It’s cruelty to animals: The bears run up trees because they are terrified, which is cruel, and the dogs get maimed, bit, and clawed by the bears defending themselves. The dogs are not well cared for and are overwhelming animal shelters. Also, you are shooting the bear out of the tree, so when it’s shot it tumbles helplessly to the ground. Hunting with dogs is a form of torture, because you are chasing the animals instead of just shooting it where it stands.
First off, I would like to make the point that wild animals live with the threat from other animals daily. So the stress that we, as humans, associate with being ‘hunted’ in the typically safe environment we live in is an unreasonable comparison. Also, animals do not react to stressful situations in the same way we do. In my opinion, a bear is more annoyed by the dogs than frightened. You have to understand, bears rule the woods in California. Even our ‘small’ Black bears in California are not afraid of mountain lions, and chase lions off their cached deer kills every day (one of the reasons the deer population is on decline btw). Bears do not have anything to be scared of in the woods. So, hungry mountain lion versus pack of barking dogs…. which do you think a bear associates a greater threat to? So the assumption that bears are running up trees because they are terrified and have no where else to go is unfounded, especially when you are familiar with the ecology of bears and their avoidance strategies, like running up a tree.
Houndsmen pay upwards of $1500 a dog, and hounding is not effective unless there is at least 3 dogs in the pack, more is better. I cannot say that every hunter treats their hunting dogs like I do (SPOILED is the word, sleeping on the bed, treats and love all the time, boiled eggs every day, etc) but after reading some of the posts by houndsmen I can say that there are hound dogs that are getting the royal treatment, just like my bird dog. Of course, when looking at the spectrum, there are going to be the good and the bad. But at $1500 a dog, most houndsmen are going to take very good care of their dogs.

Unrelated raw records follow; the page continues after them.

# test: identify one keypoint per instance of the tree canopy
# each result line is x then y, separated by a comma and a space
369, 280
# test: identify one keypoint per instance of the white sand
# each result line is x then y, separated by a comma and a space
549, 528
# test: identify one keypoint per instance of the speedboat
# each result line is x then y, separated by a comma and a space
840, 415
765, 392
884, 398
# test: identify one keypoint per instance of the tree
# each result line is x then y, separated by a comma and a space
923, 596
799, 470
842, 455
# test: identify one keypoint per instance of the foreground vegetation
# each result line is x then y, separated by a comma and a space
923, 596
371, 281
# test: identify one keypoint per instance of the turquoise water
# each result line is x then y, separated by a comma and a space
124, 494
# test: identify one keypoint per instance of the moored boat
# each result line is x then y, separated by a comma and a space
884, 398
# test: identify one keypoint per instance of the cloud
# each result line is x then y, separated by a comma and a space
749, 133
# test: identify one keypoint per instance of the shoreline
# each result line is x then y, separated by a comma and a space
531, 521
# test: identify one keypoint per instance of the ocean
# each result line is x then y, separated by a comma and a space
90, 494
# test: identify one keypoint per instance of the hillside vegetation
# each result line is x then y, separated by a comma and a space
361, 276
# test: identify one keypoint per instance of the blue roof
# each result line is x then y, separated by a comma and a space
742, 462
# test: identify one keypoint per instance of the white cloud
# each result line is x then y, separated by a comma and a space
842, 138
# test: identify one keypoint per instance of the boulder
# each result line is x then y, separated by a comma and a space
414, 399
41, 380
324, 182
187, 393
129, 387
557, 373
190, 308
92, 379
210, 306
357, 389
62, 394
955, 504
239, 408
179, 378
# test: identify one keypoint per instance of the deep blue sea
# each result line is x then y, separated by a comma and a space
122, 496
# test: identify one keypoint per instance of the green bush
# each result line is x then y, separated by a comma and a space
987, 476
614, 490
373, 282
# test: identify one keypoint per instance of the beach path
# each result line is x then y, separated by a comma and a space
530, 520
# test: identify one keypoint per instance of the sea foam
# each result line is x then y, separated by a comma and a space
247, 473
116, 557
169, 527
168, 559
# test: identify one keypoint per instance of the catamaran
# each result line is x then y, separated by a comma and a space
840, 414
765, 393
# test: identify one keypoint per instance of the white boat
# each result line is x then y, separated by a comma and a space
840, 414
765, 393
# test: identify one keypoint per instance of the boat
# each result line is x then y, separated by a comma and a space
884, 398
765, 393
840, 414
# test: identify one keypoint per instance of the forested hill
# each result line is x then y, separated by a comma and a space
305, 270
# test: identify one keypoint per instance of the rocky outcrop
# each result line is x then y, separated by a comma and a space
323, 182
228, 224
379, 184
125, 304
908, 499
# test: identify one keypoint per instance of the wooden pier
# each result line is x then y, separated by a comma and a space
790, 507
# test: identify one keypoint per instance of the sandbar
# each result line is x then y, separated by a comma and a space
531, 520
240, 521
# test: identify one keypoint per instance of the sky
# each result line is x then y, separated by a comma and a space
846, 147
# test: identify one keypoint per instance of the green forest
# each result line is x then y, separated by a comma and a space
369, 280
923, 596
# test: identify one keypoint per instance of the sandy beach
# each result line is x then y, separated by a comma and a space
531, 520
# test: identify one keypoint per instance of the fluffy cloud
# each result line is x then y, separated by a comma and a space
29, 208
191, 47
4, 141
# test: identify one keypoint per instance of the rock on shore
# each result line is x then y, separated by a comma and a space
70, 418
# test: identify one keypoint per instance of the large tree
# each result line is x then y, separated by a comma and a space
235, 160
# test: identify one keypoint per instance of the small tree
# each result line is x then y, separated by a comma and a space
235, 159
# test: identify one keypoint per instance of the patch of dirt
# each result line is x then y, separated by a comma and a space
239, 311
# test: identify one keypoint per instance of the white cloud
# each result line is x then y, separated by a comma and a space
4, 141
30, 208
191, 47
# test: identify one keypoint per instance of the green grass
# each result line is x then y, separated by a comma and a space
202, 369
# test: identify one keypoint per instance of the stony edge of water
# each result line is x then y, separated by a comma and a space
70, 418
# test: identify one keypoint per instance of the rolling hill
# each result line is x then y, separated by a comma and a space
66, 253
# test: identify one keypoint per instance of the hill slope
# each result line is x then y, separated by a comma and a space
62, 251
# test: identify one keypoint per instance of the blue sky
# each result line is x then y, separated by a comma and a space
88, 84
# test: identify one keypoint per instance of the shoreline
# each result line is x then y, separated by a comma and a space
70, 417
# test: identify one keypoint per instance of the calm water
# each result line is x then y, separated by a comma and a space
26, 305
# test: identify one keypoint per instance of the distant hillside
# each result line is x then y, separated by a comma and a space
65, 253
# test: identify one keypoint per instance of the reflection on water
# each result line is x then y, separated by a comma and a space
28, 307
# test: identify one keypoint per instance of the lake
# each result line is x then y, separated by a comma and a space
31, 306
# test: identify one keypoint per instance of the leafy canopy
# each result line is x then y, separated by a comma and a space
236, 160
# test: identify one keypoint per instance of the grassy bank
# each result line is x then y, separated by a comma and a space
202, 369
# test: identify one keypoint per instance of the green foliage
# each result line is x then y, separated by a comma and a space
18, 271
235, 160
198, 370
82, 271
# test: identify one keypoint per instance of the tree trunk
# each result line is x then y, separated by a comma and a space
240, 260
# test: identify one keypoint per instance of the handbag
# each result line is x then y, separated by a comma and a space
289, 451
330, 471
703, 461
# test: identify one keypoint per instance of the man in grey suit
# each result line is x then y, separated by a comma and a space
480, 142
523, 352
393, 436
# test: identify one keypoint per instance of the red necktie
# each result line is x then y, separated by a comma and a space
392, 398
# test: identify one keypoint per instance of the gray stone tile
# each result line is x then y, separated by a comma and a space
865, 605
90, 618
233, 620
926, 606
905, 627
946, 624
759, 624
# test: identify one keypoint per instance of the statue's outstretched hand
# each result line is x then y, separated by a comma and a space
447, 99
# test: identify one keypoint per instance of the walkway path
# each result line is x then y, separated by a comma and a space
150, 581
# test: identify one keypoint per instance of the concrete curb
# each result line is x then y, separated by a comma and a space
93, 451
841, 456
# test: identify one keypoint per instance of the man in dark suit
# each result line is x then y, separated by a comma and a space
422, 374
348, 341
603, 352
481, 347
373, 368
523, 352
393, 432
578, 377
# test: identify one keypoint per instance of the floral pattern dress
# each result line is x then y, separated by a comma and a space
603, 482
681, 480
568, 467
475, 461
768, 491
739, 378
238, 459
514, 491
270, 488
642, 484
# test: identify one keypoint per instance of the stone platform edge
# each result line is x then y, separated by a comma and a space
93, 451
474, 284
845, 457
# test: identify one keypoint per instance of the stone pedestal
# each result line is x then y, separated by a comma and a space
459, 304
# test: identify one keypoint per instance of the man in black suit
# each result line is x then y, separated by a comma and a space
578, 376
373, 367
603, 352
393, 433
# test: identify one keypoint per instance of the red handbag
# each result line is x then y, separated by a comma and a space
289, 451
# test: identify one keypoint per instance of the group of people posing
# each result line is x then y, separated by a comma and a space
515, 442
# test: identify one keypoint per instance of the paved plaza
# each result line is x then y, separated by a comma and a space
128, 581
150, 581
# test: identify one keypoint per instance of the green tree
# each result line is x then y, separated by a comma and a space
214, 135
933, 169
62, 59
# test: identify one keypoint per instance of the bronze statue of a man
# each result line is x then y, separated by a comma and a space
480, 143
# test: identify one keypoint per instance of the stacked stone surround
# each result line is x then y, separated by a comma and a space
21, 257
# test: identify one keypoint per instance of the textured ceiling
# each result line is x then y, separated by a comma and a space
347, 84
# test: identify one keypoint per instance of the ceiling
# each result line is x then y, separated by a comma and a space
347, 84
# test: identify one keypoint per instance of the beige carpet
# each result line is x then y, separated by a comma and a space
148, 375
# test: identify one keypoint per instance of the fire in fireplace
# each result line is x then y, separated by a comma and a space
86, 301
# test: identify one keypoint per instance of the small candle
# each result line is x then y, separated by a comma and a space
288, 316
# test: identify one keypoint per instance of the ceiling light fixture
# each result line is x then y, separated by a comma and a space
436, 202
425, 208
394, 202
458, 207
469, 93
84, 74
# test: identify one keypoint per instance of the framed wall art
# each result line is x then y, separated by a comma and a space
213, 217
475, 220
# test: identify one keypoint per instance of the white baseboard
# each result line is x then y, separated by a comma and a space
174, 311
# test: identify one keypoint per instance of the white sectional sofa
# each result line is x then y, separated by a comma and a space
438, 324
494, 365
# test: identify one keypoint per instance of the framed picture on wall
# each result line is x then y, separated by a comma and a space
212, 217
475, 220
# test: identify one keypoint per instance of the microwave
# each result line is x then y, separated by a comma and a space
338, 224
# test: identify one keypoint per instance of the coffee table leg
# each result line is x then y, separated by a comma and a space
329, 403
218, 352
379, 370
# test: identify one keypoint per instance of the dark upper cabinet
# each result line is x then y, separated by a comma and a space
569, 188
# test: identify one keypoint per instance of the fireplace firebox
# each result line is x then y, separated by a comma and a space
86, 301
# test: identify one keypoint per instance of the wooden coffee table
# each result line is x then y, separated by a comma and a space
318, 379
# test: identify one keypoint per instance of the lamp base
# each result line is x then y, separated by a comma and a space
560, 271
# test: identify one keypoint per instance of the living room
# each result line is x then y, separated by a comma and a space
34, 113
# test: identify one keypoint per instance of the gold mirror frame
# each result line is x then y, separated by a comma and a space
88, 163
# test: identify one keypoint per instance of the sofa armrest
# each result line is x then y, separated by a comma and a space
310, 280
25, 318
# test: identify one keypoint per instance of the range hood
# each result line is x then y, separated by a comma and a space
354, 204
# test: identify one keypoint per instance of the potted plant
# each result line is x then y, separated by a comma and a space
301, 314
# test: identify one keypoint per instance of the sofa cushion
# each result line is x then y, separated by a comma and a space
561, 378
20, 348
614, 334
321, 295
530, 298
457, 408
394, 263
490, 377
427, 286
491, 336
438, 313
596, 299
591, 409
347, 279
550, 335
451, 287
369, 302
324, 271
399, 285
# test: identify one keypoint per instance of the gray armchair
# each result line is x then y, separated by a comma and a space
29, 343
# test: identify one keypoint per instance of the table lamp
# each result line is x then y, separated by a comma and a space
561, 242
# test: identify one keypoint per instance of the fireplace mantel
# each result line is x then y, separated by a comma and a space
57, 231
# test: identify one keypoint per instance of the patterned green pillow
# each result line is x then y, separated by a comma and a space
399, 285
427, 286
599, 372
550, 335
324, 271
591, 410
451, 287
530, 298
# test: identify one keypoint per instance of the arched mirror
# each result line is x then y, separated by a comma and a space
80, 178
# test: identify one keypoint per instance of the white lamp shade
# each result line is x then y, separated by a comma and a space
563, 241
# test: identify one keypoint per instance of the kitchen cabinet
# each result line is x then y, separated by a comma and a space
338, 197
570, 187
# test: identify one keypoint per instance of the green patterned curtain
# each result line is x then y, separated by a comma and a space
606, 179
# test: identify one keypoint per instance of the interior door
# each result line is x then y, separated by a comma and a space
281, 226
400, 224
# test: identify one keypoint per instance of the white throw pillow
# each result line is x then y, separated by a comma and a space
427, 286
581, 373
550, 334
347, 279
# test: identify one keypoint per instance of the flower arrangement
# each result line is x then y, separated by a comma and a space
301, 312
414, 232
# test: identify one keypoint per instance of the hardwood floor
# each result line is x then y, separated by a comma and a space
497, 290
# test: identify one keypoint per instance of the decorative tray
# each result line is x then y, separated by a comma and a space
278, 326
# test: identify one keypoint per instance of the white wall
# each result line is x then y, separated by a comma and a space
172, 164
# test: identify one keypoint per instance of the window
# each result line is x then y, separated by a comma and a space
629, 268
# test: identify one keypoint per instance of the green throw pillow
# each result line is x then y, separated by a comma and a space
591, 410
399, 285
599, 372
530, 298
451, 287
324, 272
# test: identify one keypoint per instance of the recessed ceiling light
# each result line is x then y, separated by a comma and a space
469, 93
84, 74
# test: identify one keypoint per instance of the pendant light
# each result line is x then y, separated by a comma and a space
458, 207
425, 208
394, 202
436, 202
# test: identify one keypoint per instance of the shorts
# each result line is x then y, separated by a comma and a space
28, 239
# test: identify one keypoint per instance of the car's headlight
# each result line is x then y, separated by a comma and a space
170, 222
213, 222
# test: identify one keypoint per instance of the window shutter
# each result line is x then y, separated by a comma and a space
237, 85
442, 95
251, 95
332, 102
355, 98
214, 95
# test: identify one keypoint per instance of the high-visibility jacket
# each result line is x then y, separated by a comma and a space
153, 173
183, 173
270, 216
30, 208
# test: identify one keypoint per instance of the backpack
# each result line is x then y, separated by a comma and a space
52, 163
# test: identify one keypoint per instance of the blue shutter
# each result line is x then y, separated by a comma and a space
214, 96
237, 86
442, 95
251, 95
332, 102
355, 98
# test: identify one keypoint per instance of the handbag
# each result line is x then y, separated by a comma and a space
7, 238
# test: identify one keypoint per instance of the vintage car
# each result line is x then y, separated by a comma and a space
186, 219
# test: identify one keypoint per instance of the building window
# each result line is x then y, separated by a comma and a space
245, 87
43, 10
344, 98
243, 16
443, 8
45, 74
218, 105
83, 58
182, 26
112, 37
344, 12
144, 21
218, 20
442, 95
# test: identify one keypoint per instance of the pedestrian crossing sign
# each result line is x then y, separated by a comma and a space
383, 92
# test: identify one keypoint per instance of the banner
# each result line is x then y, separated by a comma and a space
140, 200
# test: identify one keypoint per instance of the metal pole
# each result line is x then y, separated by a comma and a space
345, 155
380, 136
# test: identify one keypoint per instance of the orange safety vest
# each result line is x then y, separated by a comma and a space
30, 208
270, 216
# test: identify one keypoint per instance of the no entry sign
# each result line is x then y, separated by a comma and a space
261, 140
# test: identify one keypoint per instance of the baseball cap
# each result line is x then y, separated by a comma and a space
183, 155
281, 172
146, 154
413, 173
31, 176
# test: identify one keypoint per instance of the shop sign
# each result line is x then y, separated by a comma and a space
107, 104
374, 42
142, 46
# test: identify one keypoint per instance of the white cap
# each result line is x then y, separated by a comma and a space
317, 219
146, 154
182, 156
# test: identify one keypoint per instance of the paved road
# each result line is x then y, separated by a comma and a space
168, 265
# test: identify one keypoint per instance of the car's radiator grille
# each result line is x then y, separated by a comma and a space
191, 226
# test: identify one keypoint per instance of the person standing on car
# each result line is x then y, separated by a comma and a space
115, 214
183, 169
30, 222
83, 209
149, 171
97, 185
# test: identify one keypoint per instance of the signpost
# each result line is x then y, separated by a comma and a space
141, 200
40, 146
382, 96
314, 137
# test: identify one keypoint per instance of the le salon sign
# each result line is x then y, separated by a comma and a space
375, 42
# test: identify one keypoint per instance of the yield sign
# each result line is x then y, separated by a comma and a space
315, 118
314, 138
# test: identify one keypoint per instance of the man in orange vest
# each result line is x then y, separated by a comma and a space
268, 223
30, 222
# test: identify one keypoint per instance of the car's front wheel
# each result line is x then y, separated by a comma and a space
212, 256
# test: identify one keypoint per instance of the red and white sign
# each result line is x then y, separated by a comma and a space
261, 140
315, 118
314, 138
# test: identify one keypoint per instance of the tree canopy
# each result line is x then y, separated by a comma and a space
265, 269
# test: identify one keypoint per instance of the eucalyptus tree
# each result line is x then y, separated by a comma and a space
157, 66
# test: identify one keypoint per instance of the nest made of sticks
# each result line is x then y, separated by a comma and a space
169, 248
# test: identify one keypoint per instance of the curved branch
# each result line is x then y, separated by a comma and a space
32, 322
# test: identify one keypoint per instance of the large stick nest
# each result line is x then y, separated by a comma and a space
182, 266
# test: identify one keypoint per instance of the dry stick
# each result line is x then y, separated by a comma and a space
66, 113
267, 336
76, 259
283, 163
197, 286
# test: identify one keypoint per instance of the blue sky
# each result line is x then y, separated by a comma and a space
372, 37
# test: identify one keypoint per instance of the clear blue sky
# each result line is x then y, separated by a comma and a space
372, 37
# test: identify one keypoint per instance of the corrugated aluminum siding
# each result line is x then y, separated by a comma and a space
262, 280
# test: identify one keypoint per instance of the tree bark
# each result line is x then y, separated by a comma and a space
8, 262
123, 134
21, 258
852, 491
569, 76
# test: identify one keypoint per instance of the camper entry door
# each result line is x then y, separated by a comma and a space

It’s not sporting, and it’s trophy hunting: The bears are hunted with dogs so the hunters can take the largest, biggest trophy bears, and the bears are shot at point-blank range out of the tree. The dogs have radio collars so the hunters know where the dogs are at all times, so that is not ‘fair chase’.
Most of the bears taken using hounds are bears used for meat. California is not known for it’s ‘trophy’ bears, so this argument is invalid. Plus, the use of ‘trophy hunting’ makes people think that you are just taking the skin or head, and in fact, bear meat is very tasty and makes great sausage! Hunters hunt bears for meat (amazing, I know!) and population control, so just the use of ‘trophy hunting’ is uncalled for.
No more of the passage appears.